I think most of us suffer from this condition occasionally; perhaps we should paint the line a bright, neon-red so it’s more visible.  But we do it; most of us cross back and forth over this line frequently.  Some, to be sure, have firm, immovable roots on one side or the other, and that’s not good.  This group lives in a cloud of fantasy and feels that everything is wonderful, while their counterparts are certain beyond doubt that everything is bad.  But for most of us, our flip-flopping back and forth across that line is dictated by circumstance, and that’s as it should be.  When the numbers are all in and tallied, the goods and bads we face in just about any situation are probably about equal.  So we need to be flexible in our thinking, don’t we?  If we take a firm mental stand on one side, then we are depriving ourselves of whatever might be on the other side, positive or negative.  If I’m convinced everything is wonderful, then I’m not alert to potential disasters because in my mind they don’t exist.  If I’m convinced that everything is Doomsville, then I’ll never know if a good product comes my way, because in my mind such things don’t exist.  So I’m a waffle; are you?

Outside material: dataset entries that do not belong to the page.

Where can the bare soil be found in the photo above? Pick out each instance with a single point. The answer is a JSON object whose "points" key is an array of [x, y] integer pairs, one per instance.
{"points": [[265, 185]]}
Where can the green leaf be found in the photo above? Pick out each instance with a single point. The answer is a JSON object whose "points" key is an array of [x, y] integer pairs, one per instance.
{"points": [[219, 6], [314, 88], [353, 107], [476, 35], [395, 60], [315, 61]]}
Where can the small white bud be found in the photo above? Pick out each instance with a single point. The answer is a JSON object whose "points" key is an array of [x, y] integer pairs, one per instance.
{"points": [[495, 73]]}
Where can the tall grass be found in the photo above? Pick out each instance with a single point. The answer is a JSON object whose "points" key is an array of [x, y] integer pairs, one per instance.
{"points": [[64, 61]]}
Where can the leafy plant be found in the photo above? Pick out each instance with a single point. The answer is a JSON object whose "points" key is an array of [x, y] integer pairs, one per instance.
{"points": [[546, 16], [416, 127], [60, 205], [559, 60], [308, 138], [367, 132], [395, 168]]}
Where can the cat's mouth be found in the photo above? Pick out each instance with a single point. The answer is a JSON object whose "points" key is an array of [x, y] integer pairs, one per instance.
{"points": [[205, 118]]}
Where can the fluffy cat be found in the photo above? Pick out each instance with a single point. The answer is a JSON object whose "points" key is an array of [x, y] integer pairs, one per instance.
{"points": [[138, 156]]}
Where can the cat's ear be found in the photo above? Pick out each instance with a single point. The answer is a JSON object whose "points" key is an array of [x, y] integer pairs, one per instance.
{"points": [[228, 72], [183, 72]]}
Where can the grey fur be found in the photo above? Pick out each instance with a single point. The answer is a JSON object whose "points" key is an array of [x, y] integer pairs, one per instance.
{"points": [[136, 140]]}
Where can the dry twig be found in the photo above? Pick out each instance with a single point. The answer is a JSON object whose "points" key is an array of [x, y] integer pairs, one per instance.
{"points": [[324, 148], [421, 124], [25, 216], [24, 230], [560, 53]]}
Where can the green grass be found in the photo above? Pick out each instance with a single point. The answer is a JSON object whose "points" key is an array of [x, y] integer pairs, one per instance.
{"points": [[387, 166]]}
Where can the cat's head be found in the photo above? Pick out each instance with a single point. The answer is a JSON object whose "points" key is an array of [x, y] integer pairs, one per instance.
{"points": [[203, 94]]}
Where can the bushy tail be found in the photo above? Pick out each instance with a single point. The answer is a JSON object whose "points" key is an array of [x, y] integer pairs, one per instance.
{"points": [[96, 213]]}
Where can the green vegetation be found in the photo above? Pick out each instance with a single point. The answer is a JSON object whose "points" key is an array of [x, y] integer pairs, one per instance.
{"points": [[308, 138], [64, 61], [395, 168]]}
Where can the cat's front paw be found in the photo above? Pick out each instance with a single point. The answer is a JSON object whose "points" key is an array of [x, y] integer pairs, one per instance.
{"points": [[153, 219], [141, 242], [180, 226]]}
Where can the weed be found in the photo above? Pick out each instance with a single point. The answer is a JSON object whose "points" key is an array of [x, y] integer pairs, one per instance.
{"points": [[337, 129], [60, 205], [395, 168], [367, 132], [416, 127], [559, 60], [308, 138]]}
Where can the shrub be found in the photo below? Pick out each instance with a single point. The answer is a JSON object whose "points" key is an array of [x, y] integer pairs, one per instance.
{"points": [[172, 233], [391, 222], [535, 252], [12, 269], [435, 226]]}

But unfortunately, some of us do stay on one side or the other of that fence, as evidenced in a scenario I encountered recently.  As we know, I discuss food and nutritional issues from every possible angle, and while I cannot allow my views to become slanted toward any single brand or product, I do have preferences… same as everyone does.   Well, anyone who follows me from article-to-article knows by now that I’m quite fond of the new EVO food put out by Innova. Mind you, there are other good foods out there and we discuss them regularly, but I like everything about this EVO food and it’s the regular diet for my own guys now.  Anyway, the company was kind enough to afford me a serious peek under the hood, and the ingredient makeup is absolutely remarkable!  Innova also allowed me to view some of their corporate “feedback letters,” and of course most of them (even from veterinary universities!) was disgustingly positive.  But alas, there were a few who just had to find something wrong with this food, or try to.

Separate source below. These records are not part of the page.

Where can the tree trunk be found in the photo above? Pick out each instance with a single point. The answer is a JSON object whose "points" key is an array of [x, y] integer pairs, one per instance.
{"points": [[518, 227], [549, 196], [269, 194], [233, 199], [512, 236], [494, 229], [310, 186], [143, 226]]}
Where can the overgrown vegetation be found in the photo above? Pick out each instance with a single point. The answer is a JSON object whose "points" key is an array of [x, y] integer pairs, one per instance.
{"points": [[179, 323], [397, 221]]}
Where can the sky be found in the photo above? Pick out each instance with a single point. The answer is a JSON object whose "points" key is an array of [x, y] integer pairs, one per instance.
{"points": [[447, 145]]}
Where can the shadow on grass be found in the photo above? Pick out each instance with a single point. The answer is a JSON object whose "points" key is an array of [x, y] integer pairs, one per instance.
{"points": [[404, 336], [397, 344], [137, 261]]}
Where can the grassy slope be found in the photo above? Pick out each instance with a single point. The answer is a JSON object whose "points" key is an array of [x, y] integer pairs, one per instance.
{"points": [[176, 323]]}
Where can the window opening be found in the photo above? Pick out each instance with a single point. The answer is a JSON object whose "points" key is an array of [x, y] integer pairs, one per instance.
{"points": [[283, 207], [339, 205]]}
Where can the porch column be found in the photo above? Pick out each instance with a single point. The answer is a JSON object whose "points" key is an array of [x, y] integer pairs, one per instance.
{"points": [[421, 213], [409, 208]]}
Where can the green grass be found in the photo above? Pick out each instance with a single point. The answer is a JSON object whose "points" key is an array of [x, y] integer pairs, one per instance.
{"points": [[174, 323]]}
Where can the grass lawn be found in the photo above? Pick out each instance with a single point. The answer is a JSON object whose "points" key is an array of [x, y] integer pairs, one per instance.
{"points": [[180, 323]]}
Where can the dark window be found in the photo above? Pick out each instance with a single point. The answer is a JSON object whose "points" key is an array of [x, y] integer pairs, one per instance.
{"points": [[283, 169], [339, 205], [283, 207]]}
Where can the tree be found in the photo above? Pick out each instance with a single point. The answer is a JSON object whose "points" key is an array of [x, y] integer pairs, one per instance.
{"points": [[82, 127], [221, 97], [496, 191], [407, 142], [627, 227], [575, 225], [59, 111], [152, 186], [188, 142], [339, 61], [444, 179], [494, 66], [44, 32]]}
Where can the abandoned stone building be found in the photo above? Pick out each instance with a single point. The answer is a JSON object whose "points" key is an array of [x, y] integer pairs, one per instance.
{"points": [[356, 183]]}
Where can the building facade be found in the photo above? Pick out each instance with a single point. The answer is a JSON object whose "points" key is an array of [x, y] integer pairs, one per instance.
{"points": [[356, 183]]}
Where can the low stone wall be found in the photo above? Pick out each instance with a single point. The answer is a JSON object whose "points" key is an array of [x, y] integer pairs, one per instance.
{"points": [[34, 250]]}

Ingredients are ideal, so we can’t use that; the mix is perfect; feedback response is overwhelmingly positive. Darn it, there must be something!  Hey, I got it: bioavailability!  Yes, that’s it; proving bioavailability is a very long-term process, and this is a new food, so therefore we must wait years and years before claiming EVO is a good food.   GIVE – ME – A – BREAK!   Yes, of course we want to be careful and know (best we can, anyway) that the ship we’re about to toss our anchor onto isn’t a leaky one.  But don’t we have plenty of probable proof here?  For starters, Innova isn’t a backyard operation; they’ve been producing healthy foods for years, and there’s no reason we should think they’re being shoddy in the manufacture of EVO.  Others enjoy that status as well, but Innova is on the radar screen for the moment.  And what about the majority of excited feedback responses from some very highly qualified sources?

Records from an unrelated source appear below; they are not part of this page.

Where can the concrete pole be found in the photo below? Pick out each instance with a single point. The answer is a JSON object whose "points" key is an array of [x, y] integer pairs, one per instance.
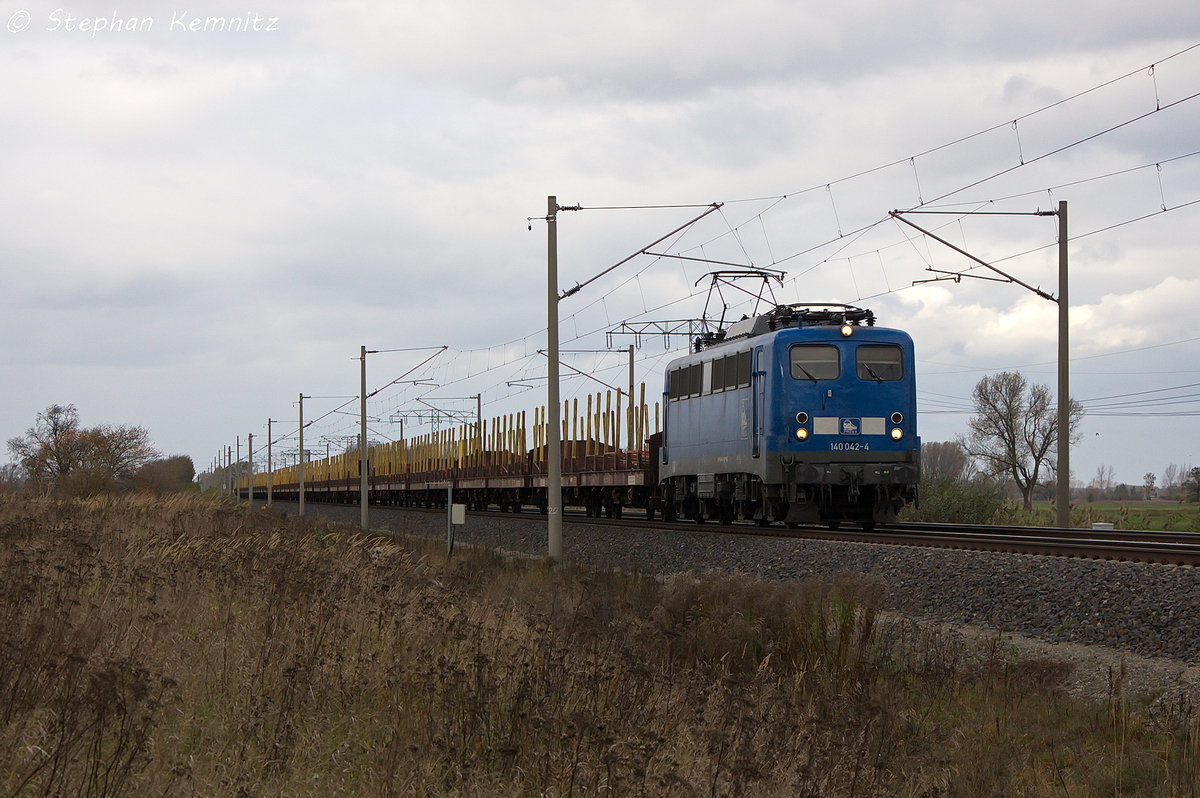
{"points": [[300, 456], [553, 442], [630, 412], [363, 441], [250, 468], [1063, 486], [270, 465]]}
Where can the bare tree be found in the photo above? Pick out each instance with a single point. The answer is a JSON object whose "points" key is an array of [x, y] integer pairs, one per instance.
{"points": [[52, 448], [1105, 478], [1174, 477], [1014, 429], [1192, 485], [57, 454]]}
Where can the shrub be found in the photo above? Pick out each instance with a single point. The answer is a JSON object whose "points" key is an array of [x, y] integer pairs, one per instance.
{"points": [[947, 501]]}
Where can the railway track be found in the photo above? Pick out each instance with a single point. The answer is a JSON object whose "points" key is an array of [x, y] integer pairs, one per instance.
{"points": [[1120, 545]]}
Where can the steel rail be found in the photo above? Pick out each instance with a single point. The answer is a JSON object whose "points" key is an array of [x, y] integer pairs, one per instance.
{"points": [[1121, 545]]}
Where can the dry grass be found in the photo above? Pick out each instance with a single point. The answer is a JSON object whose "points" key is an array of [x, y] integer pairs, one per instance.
{"points": [[181, 647]]}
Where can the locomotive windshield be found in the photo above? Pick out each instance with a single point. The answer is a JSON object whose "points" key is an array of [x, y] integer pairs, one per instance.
{"points": [[880, 364], [815, 361]]}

I ask:  What is gained by trying one’s best to subvert something so obviously and unanimously positive?  We’re not dealing with lawyer and judge-speak, where every possible scenario must be considered, just in case.  We’re talking about a good food for our kitties, one with some serious reputation backing it, and that’s what we have.  Again the caution:  There are other good foods available, but Innova is the Example Du Jour.  So if the VET TECH who most prominently bespoke of having “serious doubts about EVO” is reading this, I have a different question for you:  Do you really think a world full of very excited pet-lovers and professionals, who find EVO a delightful new breakthrough, are really gonna pay much attention to your sour attitude?  For myself, you brought a chuckle and a passing thought; “Ahh, one of those..”

Disclaimer: Kathy Fatheree is not at all a medical expert. Contents of this web site are a collection of Kathy’s assist feeding experiences as well as the experiences of other cat owners who have assist fed their cats. While every effort has been made to ensure the accuracy of the information, Kathy Fatheree or anyone associated with this web site cannot be held responsible for anything that may happen as a result of using the information on this site.